Mol Psychiatry. 2018 May;23(5):1278-1286. doi: 10.1038/mp.2017.138. Epub 2017 Jul 20.
Disrupted in schizophrenia 1 (DISC1) is a multi-functional scaffolding protein that has been associated with neuropsychiatric disease. The role of DISC1 is to assemble protein complexes that promote neural development and signaling, hence tight control of the concentration of cellular DISC1 in neurons is vital to brain function. Using structural and biochemical techniques, we show for we believe the first time that not only is DISC1 turnover elicited by the ubiquitin proteasome system (UPS) but that it is orchestrated by the F-Box protein, FBXW7. We present the structure of FBXW7 bound to the DISC1 phosphodegron motif and exploit this information to prove that disruption of the FBXW7-DISC1 complex results in a stabilization of DISC1. This action can counteract DISC1 deficiencies observed in neural progenitor cells derived from induced pluripotent stem cells from schizophrenia patients with a DISC1 frameshift mutation. Thus manipulation of DISC1 levels via the UPS may provide a novel method to explore DISC1 function.

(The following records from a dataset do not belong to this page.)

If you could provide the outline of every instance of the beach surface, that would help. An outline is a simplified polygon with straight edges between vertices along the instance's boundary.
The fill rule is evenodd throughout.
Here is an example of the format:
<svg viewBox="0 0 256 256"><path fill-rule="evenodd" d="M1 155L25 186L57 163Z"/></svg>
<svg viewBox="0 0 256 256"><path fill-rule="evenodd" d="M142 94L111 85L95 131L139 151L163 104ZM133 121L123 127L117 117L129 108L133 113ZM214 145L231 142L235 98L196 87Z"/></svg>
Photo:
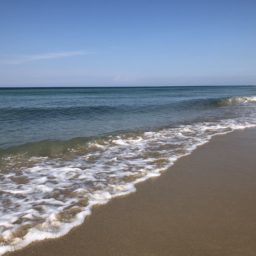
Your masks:
<svg viewBox="0 0 256 256"><path fill-rule="evenodd" d="M68 235L8 256L255 256L256 129L214 137Z"/></svg>

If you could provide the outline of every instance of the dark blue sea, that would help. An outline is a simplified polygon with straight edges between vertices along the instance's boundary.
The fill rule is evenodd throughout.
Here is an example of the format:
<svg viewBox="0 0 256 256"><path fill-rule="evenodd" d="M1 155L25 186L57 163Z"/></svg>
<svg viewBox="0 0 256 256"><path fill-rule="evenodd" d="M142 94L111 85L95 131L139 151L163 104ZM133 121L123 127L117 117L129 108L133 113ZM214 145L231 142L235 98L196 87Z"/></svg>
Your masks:
<svg viewBox="0 0 256 256"><path fill-rule="evenodd" d="M0 255L255 125L254 86L1 88Z"/></svg>

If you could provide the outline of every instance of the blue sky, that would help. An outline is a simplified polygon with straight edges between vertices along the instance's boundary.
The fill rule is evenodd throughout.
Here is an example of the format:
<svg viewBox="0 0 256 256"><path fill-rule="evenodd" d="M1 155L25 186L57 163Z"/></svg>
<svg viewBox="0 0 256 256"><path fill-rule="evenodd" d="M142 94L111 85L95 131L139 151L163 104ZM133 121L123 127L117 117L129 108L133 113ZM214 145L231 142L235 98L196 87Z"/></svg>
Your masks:
<svg viewBox="0 0 256 256"><path fill-rule="evenodd" d="M256 84L255 0L0 1L0 86Z"/></svg>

精神分裂症相关蛋白 1(DISC1)是一种多功能支架蛋白,与神经精神疾病有关。DISC1 的作用是组装促进神经发育和信号转导的蛋白复合物,因此,神经元中细胞 DISC1 的浓度的严格控制对大脑功能至关重要。我们使用结构和生化技术,首次表明不仅 DISC1 的周转率是由泛素蛋白酶体系统(UPS)引发的,而且它是由 F 框蛋白 FBXW7 协调的。我们展示了 FBXW7 与 DISC1 磷酸降解基序结合的结构,并利用这些信息证明了 FBXW7-DISC1 复合物的破坏导致 DISC1 的稳定。这种作用可以抵消来自精神分裂症患者诱导多能干细胞衍生的神经祖细胞中 DISC1 移码突变观察到的 DISC1 缺乏。因此,通过 UPS 对 DISC1 水平的操纵可能提供一种探索 DISC1 功能的新方法。